Flash fiction – the root of all

Thrills of fast flash fiction
Thrills of fast flash fiction

A writer friend suggested I try flash fiction – very short stories, usually under one page. So around 300 words.
Next day I had to have a root canal on a molar, and to think about something else, I thought about a story. I had a rough idea – actually just a concept – and expanded this into a story. I had in mind 300 characters since I had been doing software descriptions for my new writing app Notes Story Board.

Anyway, once I had got it down to 300 characters – about 50 words – I remembered I was aiming for 300 words (at this point the tooth and one root was out).

Perhaps that is a good discipline – create a summary, a short elevator pitch, as recommended by books like Save The Cat (about script-writing, not cats).

So I expanded this story idea a day later in a café, writing using note software on my phone. Got the story down in around 200 words. Well, any more was just padding. I ended up with an interesting little piece, so I entered it into a competition.

It was great to start and finish a whole story so quickly, as I find long-form writing hard… too easy to lose the motivation and then forget the atmosphere, the germ of the idea in the first place, the feeling of a story that is not written or even known yet. (It seemed to be easier in the past when I would write a novel almost as an end in itself).

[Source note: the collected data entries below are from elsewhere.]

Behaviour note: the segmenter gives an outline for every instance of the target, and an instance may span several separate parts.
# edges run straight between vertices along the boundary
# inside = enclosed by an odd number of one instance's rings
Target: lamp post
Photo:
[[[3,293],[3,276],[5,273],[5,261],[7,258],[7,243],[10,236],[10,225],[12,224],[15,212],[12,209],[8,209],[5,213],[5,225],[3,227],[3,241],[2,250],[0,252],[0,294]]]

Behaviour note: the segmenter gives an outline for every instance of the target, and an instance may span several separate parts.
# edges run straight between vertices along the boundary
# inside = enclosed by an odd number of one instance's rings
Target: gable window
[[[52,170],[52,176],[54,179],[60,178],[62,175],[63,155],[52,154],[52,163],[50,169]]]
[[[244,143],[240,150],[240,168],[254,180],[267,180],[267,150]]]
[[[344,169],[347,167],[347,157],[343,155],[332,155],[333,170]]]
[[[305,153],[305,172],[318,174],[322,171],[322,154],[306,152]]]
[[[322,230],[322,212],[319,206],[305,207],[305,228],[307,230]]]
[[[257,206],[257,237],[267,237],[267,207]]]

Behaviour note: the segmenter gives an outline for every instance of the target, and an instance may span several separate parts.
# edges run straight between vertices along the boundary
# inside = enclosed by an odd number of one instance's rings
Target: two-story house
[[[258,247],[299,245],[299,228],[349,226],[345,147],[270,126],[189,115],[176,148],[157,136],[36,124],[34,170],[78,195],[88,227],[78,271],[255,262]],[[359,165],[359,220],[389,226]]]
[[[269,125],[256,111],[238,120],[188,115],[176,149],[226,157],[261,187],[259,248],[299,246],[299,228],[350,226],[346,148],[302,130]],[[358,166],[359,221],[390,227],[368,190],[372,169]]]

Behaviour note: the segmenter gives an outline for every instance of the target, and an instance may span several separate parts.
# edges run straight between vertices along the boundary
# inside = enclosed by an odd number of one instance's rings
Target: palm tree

But that still leaves the basic question.

Is flash fiction just an internet fad? A short form for a low attention span.
So why bother with it?

The root of all

I have also got kind of stuck with a novel. This has been in the plotting and note-taking stage for years.

A few months ago I changed it (not much, only a few thousand words at the start) to an ‘epic poem’ to speed things up a bit – converting it to short broken up texts, with a ragged right margin, like a ‘proper poem’. This was quite an interesting process, but again was a delaying tactic, substituting craft for creativity.

Now my plan is to rewrite all the plot scenes as flash fiction – each small scene has a beginning, middle and twist, to quote R. L. Stine, as spoken by Jack Black in the film Goosebumps. This might not be suitable for most of the scenes but you get the general idea.

So try that – take a long boring text, and condense it down to a page. If nothing else, it can improve your style.